We are now going to carry out the same analysis using the numerical Markov Chain Monte Carlo

method instead.

Firstly, we need to install PyMC3:

pip install pymc3

Once installed, the next task is to import the necessary libraries, which include Matplotlib,

Numpy, Scipy and PyMC3 itself. We also set the graphical style of the Matplotlib output to be

similar to the ggplot2 graphing library from the R statistical language:

import matplotlib.pyplot as plt

import numpy as np

import pymc3

import scipy.stats as stats

plt.style.use("ggplot")

The next step is to set the prior parameters, as well as the number of coin flip trials carried

out and heads returned. We also specify, for completeness, the parameters of the analyticallycalculated

posterior beta distribution, which we will use for comparison with our MCMC approach.

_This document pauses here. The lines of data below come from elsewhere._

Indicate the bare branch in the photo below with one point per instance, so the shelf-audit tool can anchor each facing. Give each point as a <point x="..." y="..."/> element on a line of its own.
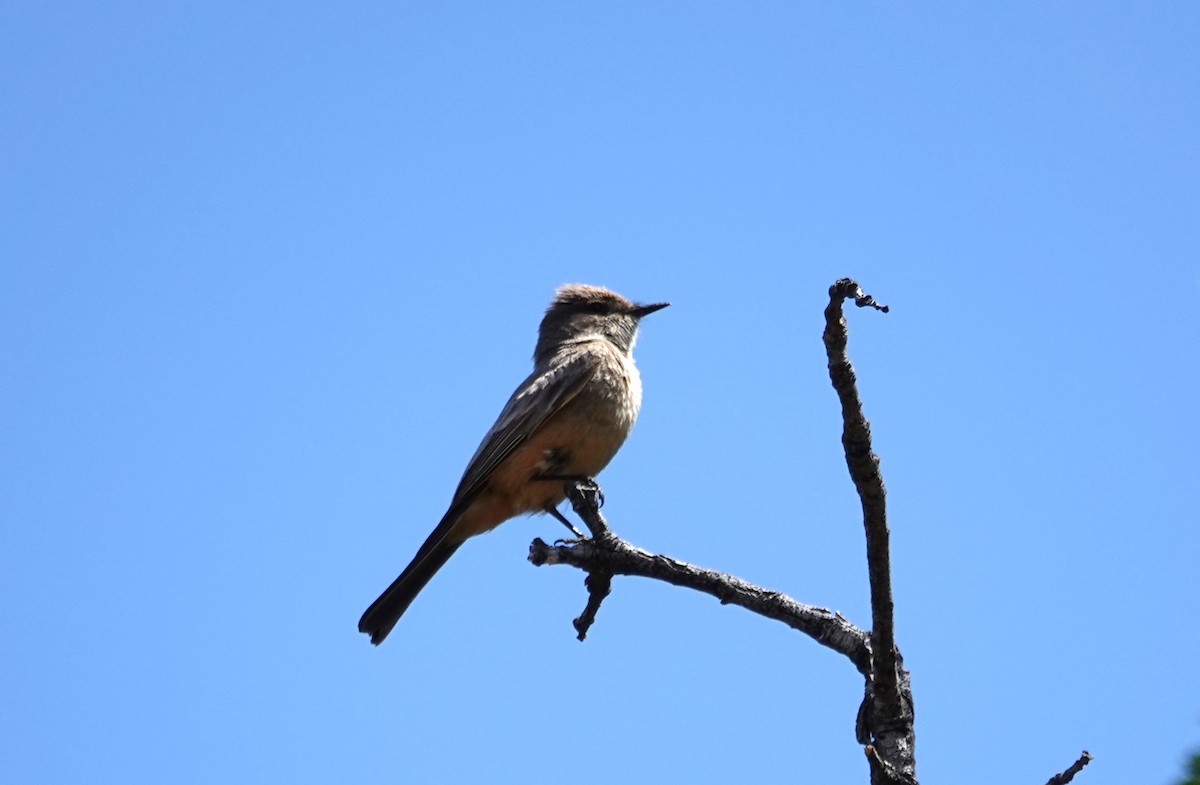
<point x="1069" y="774"/>
<point x="886" y="715"/>
<point x="609" y="555"/>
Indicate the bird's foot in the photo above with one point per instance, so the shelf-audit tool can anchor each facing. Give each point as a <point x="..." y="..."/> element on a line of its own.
<point x="562" y="519"/>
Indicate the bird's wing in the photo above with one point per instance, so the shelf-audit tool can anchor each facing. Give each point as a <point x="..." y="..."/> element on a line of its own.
<point x="535" y="400"/>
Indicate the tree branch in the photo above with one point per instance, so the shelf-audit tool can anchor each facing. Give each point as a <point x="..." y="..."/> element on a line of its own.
<point x="1069" y="774"/>
<point x="606" y="555"/>
<point x="886" y="717"/>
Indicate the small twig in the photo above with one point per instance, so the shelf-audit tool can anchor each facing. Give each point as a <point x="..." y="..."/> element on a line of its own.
<point x="598" y="583"/>
<point x="1069" y="774"/>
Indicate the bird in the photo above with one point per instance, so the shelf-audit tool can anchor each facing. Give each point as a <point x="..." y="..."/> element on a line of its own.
<point x="565" y="420"/>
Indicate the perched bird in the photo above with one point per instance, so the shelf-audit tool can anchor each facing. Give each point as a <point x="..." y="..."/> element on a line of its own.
<point x="565" y="420"/>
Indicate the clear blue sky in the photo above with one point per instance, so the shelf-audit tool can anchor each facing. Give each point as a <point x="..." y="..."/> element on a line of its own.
<point x="269" y="271"/>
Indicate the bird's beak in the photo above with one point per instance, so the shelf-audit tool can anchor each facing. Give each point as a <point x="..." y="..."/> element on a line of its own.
<point x="645" y="310"/>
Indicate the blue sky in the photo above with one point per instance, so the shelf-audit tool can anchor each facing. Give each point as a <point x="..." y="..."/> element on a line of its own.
<point x="268" y="271"/>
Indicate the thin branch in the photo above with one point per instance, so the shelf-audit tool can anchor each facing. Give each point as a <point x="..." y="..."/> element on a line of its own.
<point x="607" y="553"/>
<point x="864" y="471"/>
<point x="886" y="714"/>
<point x="1069" y="774"/>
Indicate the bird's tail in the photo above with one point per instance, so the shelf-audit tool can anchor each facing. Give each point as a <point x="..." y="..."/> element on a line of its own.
<point x="385" y="611"/>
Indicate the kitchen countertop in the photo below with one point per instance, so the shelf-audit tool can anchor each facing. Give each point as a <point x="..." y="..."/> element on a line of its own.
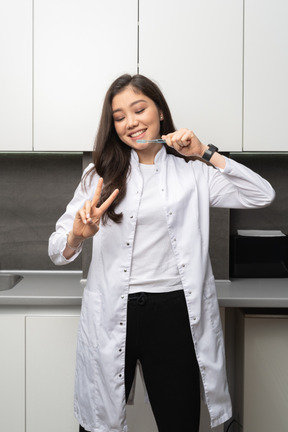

In addition we specify that we want to carry out 100,000 iterations of the Metropolis

algorithm:

# Parameter values for prior and analytic posterior

n = 50

z = 10

alpha = 12

beta = 12

alpha_post = 22

beta_post = 52

# How many iterations of the Metropolis

# algorithm to carry out for MCMC

iterations = 100000

Now we actually define our beta distribution prior and Bernoulli likelihood model. PyMC3

has a very clean API for carrying this out. It uses a Python with context to assign all of

the parameters, step sizes and starting values to a pymc3.Model instance (which I have called

basic_model, as per the PyMC3 tutorial).

Firstly, we specify the theta parameter as a beta distribution, taking the prior alpha and

beta values as parameters. Remember that our particular values of α = 12 and β = 12 imply a

prior mean µ = 0.5 and a prior s.d. σ = 0.1.

We then define the Bernoulli likelihood function, specifying the fairness parameter p=theta,

the number of trials n=n and the observed heads observed=z, all taken from the parameters

specified above.

At this stage we can find an optimal starting value for the Metropolis algorithm using the

PyMC3 Maximum A Posteriori (MAP) optimisation, the details of which we will omit here.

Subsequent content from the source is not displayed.